Saya masih ingat, getar yang saya rasakan ketika membaca prasasti yang menuliskan nama Soe di atas Kalimati, di tempat terjal dengan pasir yang mudah sekali longsor. Pada keremangan pagi, saya seperti mengunjungi kehidupan Soe yang lebih riil. Sebelumnya hanya membaca catatan hariannya di buku Catatan Seorang Demonstran pada masa ketika buku itu masih disebarkan diam-diam.

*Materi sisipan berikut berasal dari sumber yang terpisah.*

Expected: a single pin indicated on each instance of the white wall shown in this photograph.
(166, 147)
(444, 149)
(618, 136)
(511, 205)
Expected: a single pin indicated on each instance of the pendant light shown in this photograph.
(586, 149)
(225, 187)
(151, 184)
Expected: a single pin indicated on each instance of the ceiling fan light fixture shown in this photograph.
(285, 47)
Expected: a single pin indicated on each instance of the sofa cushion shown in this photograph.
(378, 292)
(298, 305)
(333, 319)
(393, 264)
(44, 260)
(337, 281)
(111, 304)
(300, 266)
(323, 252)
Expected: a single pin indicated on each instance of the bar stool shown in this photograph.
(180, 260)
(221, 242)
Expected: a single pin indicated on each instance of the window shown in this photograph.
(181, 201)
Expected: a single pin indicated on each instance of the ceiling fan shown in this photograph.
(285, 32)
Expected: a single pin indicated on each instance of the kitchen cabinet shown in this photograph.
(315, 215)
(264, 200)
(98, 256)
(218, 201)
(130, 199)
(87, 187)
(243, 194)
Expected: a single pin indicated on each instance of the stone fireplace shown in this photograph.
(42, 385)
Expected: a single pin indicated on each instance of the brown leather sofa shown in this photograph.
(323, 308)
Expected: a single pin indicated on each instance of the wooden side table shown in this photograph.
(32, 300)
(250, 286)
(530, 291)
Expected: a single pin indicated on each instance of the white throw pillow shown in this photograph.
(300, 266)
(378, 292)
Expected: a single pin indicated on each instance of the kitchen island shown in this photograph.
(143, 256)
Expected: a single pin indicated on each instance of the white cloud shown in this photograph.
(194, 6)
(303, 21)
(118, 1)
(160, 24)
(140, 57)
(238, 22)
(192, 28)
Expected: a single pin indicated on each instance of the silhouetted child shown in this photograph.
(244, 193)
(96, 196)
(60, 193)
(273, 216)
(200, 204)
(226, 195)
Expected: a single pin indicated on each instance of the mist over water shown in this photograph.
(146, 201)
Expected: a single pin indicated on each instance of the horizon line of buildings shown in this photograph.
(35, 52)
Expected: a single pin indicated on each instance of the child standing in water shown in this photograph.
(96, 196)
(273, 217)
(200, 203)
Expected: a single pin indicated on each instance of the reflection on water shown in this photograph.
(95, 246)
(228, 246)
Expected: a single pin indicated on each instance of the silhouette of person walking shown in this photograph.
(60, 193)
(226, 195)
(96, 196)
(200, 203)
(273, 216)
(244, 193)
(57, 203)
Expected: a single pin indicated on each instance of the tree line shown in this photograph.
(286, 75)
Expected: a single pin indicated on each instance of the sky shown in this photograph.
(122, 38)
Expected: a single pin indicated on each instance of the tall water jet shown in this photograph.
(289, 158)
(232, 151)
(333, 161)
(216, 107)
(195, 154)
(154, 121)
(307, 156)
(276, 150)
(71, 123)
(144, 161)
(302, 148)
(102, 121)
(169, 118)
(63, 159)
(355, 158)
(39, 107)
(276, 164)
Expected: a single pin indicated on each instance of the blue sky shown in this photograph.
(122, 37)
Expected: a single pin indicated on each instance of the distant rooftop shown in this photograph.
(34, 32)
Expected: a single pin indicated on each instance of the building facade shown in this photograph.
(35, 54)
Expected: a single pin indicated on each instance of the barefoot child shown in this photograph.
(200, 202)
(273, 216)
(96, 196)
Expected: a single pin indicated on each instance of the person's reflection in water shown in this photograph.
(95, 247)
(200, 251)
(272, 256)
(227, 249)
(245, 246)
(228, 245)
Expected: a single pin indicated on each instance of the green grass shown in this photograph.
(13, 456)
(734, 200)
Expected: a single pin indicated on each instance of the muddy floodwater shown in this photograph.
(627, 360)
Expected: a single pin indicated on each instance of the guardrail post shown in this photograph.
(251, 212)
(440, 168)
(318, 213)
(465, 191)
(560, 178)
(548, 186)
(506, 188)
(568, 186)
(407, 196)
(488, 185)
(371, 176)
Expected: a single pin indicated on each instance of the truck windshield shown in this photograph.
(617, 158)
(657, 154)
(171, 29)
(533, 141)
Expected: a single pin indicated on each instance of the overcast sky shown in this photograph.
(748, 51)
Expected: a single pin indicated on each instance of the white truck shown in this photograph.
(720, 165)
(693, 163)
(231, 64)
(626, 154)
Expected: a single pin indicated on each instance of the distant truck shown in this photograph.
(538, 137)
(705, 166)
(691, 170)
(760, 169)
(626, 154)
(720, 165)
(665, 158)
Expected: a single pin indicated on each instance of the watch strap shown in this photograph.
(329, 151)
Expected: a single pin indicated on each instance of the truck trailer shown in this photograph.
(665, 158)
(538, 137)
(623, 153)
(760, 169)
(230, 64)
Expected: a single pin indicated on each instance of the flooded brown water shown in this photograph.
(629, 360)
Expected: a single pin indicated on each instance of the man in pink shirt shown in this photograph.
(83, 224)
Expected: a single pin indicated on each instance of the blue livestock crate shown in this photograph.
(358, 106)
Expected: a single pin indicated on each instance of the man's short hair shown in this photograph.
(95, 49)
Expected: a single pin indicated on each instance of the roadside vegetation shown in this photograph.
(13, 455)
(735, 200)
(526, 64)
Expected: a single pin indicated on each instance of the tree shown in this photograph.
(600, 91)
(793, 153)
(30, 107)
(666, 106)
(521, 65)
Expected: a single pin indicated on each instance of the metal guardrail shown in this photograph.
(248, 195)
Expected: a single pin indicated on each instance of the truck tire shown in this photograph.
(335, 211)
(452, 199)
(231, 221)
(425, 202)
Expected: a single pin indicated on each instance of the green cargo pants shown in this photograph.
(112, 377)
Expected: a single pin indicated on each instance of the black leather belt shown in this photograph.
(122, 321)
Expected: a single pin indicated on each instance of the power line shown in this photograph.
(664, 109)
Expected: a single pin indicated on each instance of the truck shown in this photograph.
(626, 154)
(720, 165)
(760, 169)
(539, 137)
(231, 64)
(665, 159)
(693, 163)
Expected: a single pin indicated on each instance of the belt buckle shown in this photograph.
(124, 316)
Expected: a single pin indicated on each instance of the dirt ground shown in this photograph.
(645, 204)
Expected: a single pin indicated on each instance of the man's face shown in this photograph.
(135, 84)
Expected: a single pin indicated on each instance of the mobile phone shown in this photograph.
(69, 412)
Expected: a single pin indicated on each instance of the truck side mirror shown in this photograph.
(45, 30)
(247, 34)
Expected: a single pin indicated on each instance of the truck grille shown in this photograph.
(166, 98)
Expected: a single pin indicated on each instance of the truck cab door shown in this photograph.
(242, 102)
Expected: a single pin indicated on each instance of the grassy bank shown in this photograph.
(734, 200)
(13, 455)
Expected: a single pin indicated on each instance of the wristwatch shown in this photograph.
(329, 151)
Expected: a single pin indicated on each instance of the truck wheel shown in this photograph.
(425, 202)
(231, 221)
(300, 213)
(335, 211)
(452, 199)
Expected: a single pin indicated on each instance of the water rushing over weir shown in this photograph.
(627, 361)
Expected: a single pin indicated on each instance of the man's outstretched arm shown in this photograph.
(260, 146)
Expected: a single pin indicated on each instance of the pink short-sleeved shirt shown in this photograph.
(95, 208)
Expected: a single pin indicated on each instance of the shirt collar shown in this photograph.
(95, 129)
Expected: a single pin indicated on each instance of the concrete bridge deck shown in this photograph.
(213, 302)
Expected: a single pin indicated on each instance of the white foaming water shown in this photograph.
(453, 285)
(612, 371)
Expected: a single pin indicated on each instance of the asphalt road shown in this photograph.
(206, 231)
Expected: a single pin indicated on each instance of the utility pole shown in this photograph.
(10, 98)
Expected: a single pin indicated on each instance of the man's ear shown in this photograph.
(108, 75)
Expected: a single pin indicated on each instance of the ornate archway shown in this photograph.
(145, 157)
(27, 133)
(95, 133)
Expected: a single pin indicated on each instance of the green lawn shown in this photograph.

Setiap pendaki Semeru memiliki preteks masing-masing. Hingga kini, pendakian Semeru sudah tak lagi “menyeramkan”. Fasilitas semua tersedia. Ranupani, sebagai desa terakhir sekaligus pos pendakian ketika akan mendaki Semeru sudah banyak vila yang bisa disewa mulai harga Rp200.000 hingga Rp300.000 per malam.
Sementara dulu, kami menginap di Pondok Pendaki, shelter milik Kehutanan yang memang disediakan untuk pendaki. Shelter ini tidak berbayar dan kami bisa berbagi api unggun dan secangkir kopi dengan pendaki lain tanpa perlu tahu namanya. Semua mendadak menjadi saudara.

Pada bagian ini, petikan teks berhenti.